Entre deux grand-mères (seconde partie) V
La première partie de ce chapitre vous faisait découvrir mes premières vacances en Bretagne chez ma grand-mère paternelle qui se prénommait Angèle, mais comme on l’appelait ma mémé de Saint Brieuc je l’appelais Mémé Brieuc. Et pourtant quand je buvais mon chocolat chez elle, elle me le servait dans un bol gravé au nom d’Angèle. On ne devait pas fabriquer de bol au nom de Mémé Brieuc. Je nai jamais connu mon grand-père Victor.
Mon autre grand-mère, la maman de ma maman, se prénommait Marguerite. Je crois que je vais devoir lui consacrer tout un chapitre ultérieurement. Elle était mariée à Georges Périnet aussi je l’appelais respectueusement Mémé Périnet.
Dans ce chapitre voulais juste vous raconter ce que j’ai en mémoire de mes premières vacances chez elle et chez mon grand-père à Mussy sur Seine, ville frontière en la Champagne et la Bourgogne. Cette ville aussi devrait mériter un chapitre à elle toute seule.
La première chose qui me revienne à l’esprit, c’est cette odeur d’humidité qui vous saisissais dès le l’on ouvrait la robuste porte d’entrée en chêne, de moins en moins clair au fil des années. Il faut dire qu’au bout du long couloir il y avait la descente vers l’une des deux caves dont la première partie servait de “garde- manger”. Le frigidaire des pauvres. Des caisses à lapin réaménagées pour y stocker les laitages principalement. J’aimais descendre incognito dans cet antre mystérieux peuplé de centaines de bouteilles, les unes emmaillotées dans du papier très fin jaunissant et les autres toutes recouvertes de grosse poussière pas vraiment sale. Je me demande comment mon grand-père faisait pour y distinguer un vin rouge d’un vin blanc. Pour le champagne, pas de problème la bouteille n’a pas la même forme.

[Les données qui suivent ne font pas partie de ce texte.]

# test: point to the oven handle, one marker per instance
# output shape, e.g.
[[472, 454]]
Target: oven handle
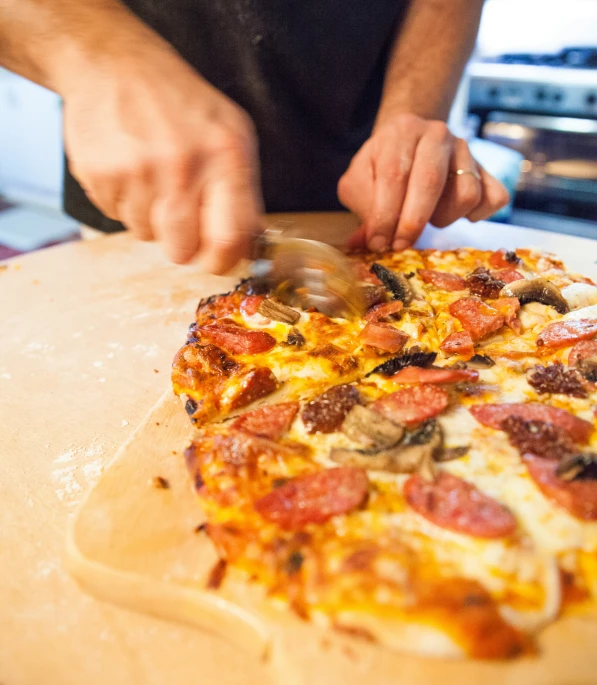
[[564, 124]]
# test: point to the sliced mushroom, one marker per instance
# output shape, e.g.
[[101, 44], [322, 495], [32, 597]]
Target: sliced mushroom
[[413, 455], [578, 467], [371, 430], [536, 290], [396, 283], [278, 311]]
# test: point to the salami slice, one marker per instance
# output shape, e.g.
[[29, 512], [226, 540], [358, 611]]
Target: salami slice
[[326, 413], [478, 318], [412, 405], [566, 333], [236, 339], [459, 343], [384, 337], [268, 422], [492, 415], [585, 349], [314, 498], [579, 497], [508, 275], [415, 374], [442, 279], [454, 504]]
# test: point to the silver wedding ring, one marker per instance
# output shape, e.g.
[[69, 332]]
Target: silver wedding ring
[[462, 172]]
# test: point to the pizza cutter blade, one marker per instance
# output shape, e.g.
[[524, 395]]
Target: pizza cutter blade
[[307, 273]]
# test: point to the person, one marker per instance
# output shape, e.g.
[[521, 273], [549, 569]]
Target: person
[[185, 120]]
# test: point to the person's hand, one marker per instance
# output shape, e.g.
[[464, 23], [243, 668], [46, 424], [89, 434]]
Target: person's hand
[[157, 147], [404, 177]]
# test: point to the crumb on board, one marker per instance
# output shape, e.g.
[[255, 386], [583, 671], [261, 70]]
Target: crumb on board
[[160, 482]]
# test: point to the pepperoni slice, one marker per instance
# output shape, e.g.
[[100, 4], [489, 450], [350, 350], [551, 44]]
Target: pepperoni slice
[[585, 349], [508, 275], [565, 333], [442, 279], [415, 374], [384, 337], [459, 343], [236, 339], [452, 503], [326, 413], [478, 318], [250, 304], [384, 311], [579, 497], [268, 422], [315, 498], [508, 307], [492, 415], [412, 405], [502, 259]]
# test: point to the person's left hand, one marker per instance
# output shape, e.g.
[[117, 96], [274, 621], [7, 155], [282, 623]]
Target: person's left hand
[[404, 176]]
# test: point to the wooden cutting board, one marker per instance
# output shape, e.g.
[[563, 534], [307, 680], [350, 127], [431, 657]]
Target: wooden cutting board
[[135, 544]]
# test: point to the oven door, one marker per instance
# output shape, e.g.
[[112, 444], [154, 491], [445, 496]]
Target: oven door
[[559, 171]]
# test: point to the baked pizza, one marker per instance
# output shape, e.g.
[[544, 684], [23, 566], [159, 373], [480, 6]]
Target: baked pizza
[[425, 476]]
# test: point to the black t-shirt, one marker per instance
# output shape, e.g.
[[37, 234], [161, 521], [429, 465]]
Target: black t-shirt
[[309, 73]]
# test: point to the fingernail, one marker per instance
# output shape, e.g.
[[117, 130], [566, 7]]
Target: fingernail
[[378, 243]]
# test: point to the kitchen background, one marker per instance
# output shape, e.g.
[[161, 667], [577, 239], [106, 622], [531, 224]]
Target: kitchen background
[[531, 86]]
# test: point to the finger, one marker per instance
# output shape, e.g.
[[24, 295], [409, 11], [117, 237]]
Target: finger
[[425, 184], [392, 169], [495, 196], [462, 192], [176, 223]]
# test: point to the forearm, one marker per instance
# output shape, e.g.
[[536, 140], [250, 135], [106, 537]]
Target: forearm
[[428, 58], [52, 42]]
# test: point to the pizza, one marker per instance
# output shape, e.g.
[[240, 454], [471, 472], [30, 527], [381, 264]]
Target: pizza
[[424, 476]]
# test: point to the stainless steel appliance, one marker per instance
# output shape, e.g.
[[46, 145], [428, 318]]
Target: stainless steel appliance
[[545, 106]]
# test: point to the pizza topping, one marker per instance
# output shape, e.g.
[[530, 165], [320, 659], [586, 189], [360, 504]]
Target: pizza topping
[[250, 305], [412, 357], [412, 374], [565, 333], [503, 259], [555, 378], [454, 504], [236, 339], [581, 466], [508, 307], [387, 311], [442, 279], [492, 415], [414, 454], [278, 311], [384, 337], [256, 384], [541, 438], [326, 413], [373, 294], [271, 421], [579, 497], [295, 338], [315, 498], [395, 283], [507, 275], [483, 284], [371, 430], [458, 343], [536, 290], [481, 361], [478, 318], [412, 405]]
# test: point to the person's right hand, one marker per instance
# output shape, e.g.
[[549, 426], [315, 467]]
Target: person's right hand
[[158, 148]]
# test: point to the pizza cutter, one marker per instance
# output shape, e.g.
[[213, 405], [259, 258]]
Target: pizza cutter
[[306, 273]]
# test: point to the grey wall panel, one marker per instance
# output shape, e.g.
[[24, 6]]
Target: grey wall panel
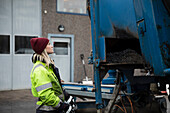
[[5, 59], [5, 72], [26, 22], [26, 16], [22, 66], [5, 16]]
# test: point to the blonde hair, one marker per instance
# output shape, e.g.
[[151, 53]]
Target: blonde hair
[[43, 57]]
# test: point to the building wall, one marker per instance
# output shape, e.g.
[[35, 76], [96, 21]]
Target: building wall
[[78, 25]]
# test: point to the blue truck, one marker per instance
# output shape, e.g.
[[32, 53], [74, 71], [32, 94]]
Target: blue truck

A cette porte, j’aimais bien aller ouvrir à ma cousine Babeth. En vrai, elle s’appelle Elizabeth, mais Babeth allait mieux avec son petit bout de nez retroussé. D’ailleurs ,son papa était le plus jeune frère de mon grand-père. On l’appelait l’oncle Raymond. Il portait toujours un béret comme tous les tontons de la famille et presque tous ceux de la ville d’ailleurs. Je me souviens très bien de deux choses de cet ongle : sa moto Peugeot qu’il rangeait dans la remise depuis la guerre et tout le bleu qu’il avait sur lui : habillé en bleu de travail de la tête aux pieds avec toujours un paquet de gauloises bleues dépassant de sa poche. Il en avait toujours une à la bouche. Un jour il m’a fait une drôle de blague l’oncle Raymond. Il m’a dit : “Crois-tu que je suis capable de faire ressortir la fumée par mes oreilles ?” . A son œil vif et malin, je m’attendais à ce qu’il me joue un de ses tours dont il avait le secret. Alors j’ai répondu : “Chiche”. Il m’a alors dit « Pose ta main droite sur mon bleu au niveau de mon nombril pour que la fumée ne ressorte pas par là et ne quitte pas des yeux mes oreilles ». Ce que j’ai fait immédiatement. Il a alors aspiré une longue bouffée et quand il a ôté la gauloise de sa bouche, au moment où la fumée devait ressortir par ses oreilles, j’ai ressenti une vive, mais brève, brûle sur le dos de ma main collée sur son bleu : il venait d’y écraser sa cigarette avec un sourire qui voulait dire « Ca t’apprendra à croire n’importe quoi ». Je l’aimais bien ce tonton blagueur qui osait ce que les autres tontons n’auraient jamais osé. J’avais hâte d’avoir l’âge de fumer des gauloise pour faire la même blague à tous mes copains.